Even dancers who didn’t know whether they would qualify until June upended their lives for the possibility. Chang says she stopped working as a restoration ecologist to pursue breaking as a career. She now dances with her crew two to three hours a day, five days a week; cross-trains for an hour four days a week; does biweekly sessions with a sports therapist; and joins regional competitions for practice on some weekends. In addition to physical prep, Louis shares that he’s been studying his past competitions to analyze his strengths and weaknesses, dissecting videos of competitors, and watching footage from the 1980s to diversify his arsenal of movements.

The effort is worth it because these dancers’ dreams for the Olympics are about more than medals. Montalvo hopes the coverage will get a younger generation in the U.S. interested in breaking. Louis hopes it leads to more professional opportunities for breakers to make a living. And Velez hopes the Olympic spotlight gives breaking the same level of prestige as ballet.

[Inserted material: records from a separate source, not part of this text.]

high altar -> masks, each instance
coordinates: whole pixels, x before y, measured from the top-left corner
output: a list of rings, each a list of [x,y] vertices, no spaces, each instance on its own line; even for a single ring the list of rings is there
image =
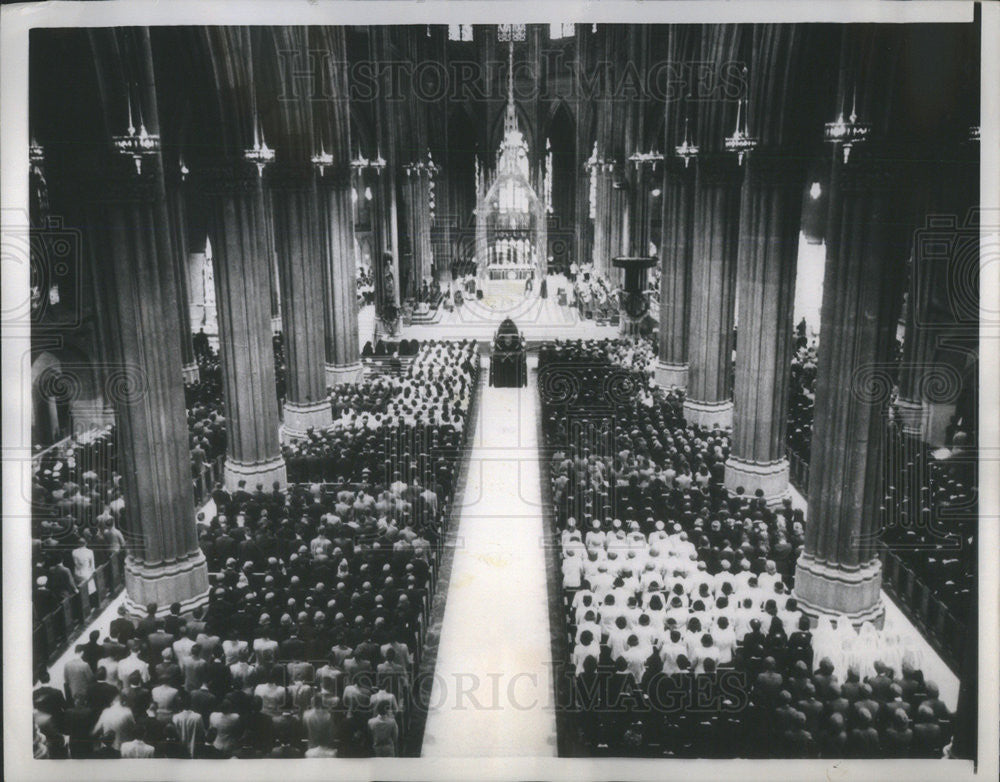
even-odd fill
[[[546,272],[546,208],[531,186],[528,145],[514,108],[513,40],[507,69],[507,113],[489,188],[477,176],[476,263],[480,280],[524,280]]]

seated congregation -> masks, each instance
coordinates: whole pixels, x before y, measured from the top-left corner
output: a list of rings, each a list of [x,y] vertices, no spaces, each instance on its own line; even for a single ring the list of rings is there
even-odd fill
[[[474,343],[421,345],[404,377],[332,392],[287,490],[217,486],[207,605],[123,606],[62,690],[43,669],[36,756],[399,754],[478,373]]]
[[[888,625],[811,628],[792,596],[802,511],[727,492],[728,433],[610,347],[539,365],[575,752],[941,757],[951,715],[919,649]],[[547,394],[555,356],[572,360]]]

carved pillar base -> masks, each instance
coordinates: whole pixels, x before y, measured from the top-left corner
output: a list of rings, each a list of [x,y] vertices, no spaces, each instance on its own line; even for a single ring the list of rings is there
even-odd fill
[[[903,419],[903,431],[919,437],[923,424],[920,402],[900,398],[896,400],[896,407],[900,418]]]
[[[103,399],[74,399],[69,403],[69,415],[74,434],[103,429],[115,422],[115,411]]]
[[[788,460],[760,463],[730,457],[726,462],[724,483],[732,493],[742,486],[743,493],[748,497],[753,497],[757,489],[761,489],[768,505],[779,505],[788,496]]]
[[[715,427],[731,429],[733,426],[733,400],[699,402],[694,399],[685,399],[684,418],[689,424],[705,429],[714,429]]]
[[[275,481],[284,488],[288,485],[288,474],[285,470],[285,459],[278,456],[266,462],[238,462],[226,458],[226,489],[234,491],[239,488],[240,481],[246,481],[247,488],[252,491],[258,483],[265,489],[270,488]]]
[[[660,388],[687,388],[688,365],[657,361],[656,369],[653,371],[653,380]]]
[[[125,606],[132,616],[145,616],[146,606],[156,603],[157,614],[166,614],[172,603],[182,613],[208,603],[208,566],[197,551],[176,562],[146,565],[125,559]]]
[[[327,388],[335,388],[344,383],[357,383],[361,380],[364,371],[364,367],[361,366],[360,361],[354,364],[346,364],[342,367],[327,364],[326,386]]]
[[[199,377],[201,376],[201,374],[198,371],[198,364],[196,362],[191,364],[185,364],[183,367],[181,367],[181,372],[184,375],[185,385],[189,383],[197,383]]]
[[[277,334],[281,331],[281,316],[273,315],[271,317],[271,333]]]
[[[799,608],[813,623],[821,614],[844,614],[855,627],[872,622],[880,628],[885,621],[882,563],[878,558],[846,568],[803,553],[795,567],[794,594]]]
[[[284,412],[285,420],[281,426],[282,442],[305,437],[310,429],[316,431],[327,429],[333,423],[333,411],[327,399],[308,404],[285,402]]]

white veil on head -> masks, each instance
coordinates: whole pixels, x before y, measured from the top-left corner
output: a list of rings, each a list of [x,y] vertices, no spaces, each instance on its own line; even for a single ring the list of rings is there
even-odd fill
[[[820,614],[816,619],[816,627],[812,631],[813,648],[820,650],[820,655],[828,654],[836,644],[837,634],[833,629],[833,620],[829,614]]]

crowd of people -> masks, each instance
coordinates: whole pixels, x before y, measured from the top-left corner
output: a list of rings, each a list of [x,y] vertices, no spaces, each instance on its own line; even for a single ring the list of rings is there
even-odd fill
[[[788,375],[788,419],[785,442],[788,450],[809,461],[816,403],[816,362],[818,342],[807,336],[805,318],[795,327],[795,355]]]
[[[543,388],[543,417],[584,751],[940,757],[950,716],[898,634],[810,630],[792,596],[803,514],[725,490],[726,433],[688,425],[676,391],[574,393],[614,364],[608,345],[542,355],[540,384],[556,355],[579,374]]]
[[[113,426],[83,432],[36,457],[31,486],[35,625],[72,595],[96,608],[94,573],[125,547],[118,459]]]
[[[206,465],[226,453],[226,416],[222,402],[222,362],[202,330],[195,335],[198,381],[184,384],[191,477],[198,478]]]
[[[365,343],[361,349],[364,358],[385,358],[386,356],[415,356],[420,350],[420,341],[416,339],[385,340],[377,339],[375,344],[371,340]]]
[[[36,756],[397,755],[477,350],[423,345],[405,378],[371,381],[377,411],[364,388],[334,395],[331,431],[375,458],[338,454],[322,482],[287,491],[217,486],[207,606],[150,605],[138,622],[123,608],[76,648],[62,690],[43,672]]]
[[[791,454],[808,465],[815,416],[818,340],[803,318],[795,328],[795,355],[789,376],[787,445]],[[891,362],[898,380],[902,343],[897,340]],[[975,501],[973,445],[966,429],[952,426],[948,448],[935,454],[925,442],[905,433],[902,419],[891,403],[884,422],[882,456],[883,497],[879,542],[884,544],[913,579],[887,583],[896,597],[954,662],[964,635],[955,632],[970,619],[970,597],[976,589]],[[957,437],[957,447],[955,438]],[[803,491],[807,487],[801,487]],[[918,586],[919,584],[919,586]],[[920,598],[929,589],[946,607],[949,617],[928,616]]]
[[[617,288],[592,269],[575,275],[570,302],[581,318],[609,320],[618,314]]]
[[[358,308],[375,304],[375,276],[371,266],[358,266]]]
[[[198,380],[184,386],[191,478],[195,486],[226,452],[222,366],[204,329],[192,337]],[[274,339],[280,394],[282,339]],[[84,615],[97,608],[94,574],[125,547],[125,498],[114,425],[80,432],[40,453],[32,470],[34,619],[71,595]],[[211,486],[211,482],[207,483]],[[57,633],[58,634],[58,633]]]
[[[977,509],[975,450],[961,428],[935,452],[902,431],[898,417],[885,427],[884,494],[880,542],[950,614],[916,618],[957,658],[976,590]],[[898,597],[923,610],[916,583],[900,583]],[[950,623],[951,622],[951,623]],[[958,629],[958,632],[956,632]]]
[[[324,431],[283,447],[292,482],[361,480],[382,475],[402,448],[419,459],[421,470],[452,472],[444,454],[465,431],[479,373],[479,347],[471,341],[423,343],[401,375],[385,374],[333,390],[336,414]],[[345,403],[372,391],[360,407]],[[440,464],[439,464],[440,462]]]

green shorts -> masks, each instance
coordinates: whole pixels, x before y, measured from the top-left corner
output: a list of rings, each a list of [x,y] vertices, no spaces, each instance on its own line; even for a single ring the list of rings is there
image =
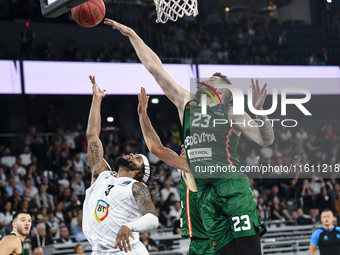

“We’re flying as well, with the double air flares and multiple 1990s—and sometimes nobody trains us,” says Velez. “I want there to be this worldwide awakening to accept us as artists, not as ‘underground,’ these terms that suppress us and keep us from being seen in our biggest light. ’Cause this is the biggest light, the biggest stage we’re going to be on.”

A Longtime Dream Fulfilled

Insiders say that Choi, the first American b-girl to qualify for the Olympics, is a front-runner to medal at the Games. But for her, just the opportunity to compete marks a full-circle moment: When she was young, Choi was a serious, Olympic-track gymnast. 

“I used to draw pictures of me competing at the Olympics as a child,” she says. “To have this opportunity come back to me and to see it through, it’s really fulfilling and special. Little Sunny would be so proud of me.”

Breaking’s Olympic Future

Unfortunately, it’s already been announced that there will be no breaking competition at the 2028 Olympic Games in Los Angeles. “Come on, it was born in this country! How is it not going to come back to its motherland?” asks Velez. But a successful run in Paris could pave the way for the sport’s return at the Brisbane Olympics in 2032. 

“We’re using the example of baseball as our guide,” says Chen, head of the breaking division of the World DanceSport Federation. Baseball was left out of the Paris Games, but it will be back in the 2028 Olympics.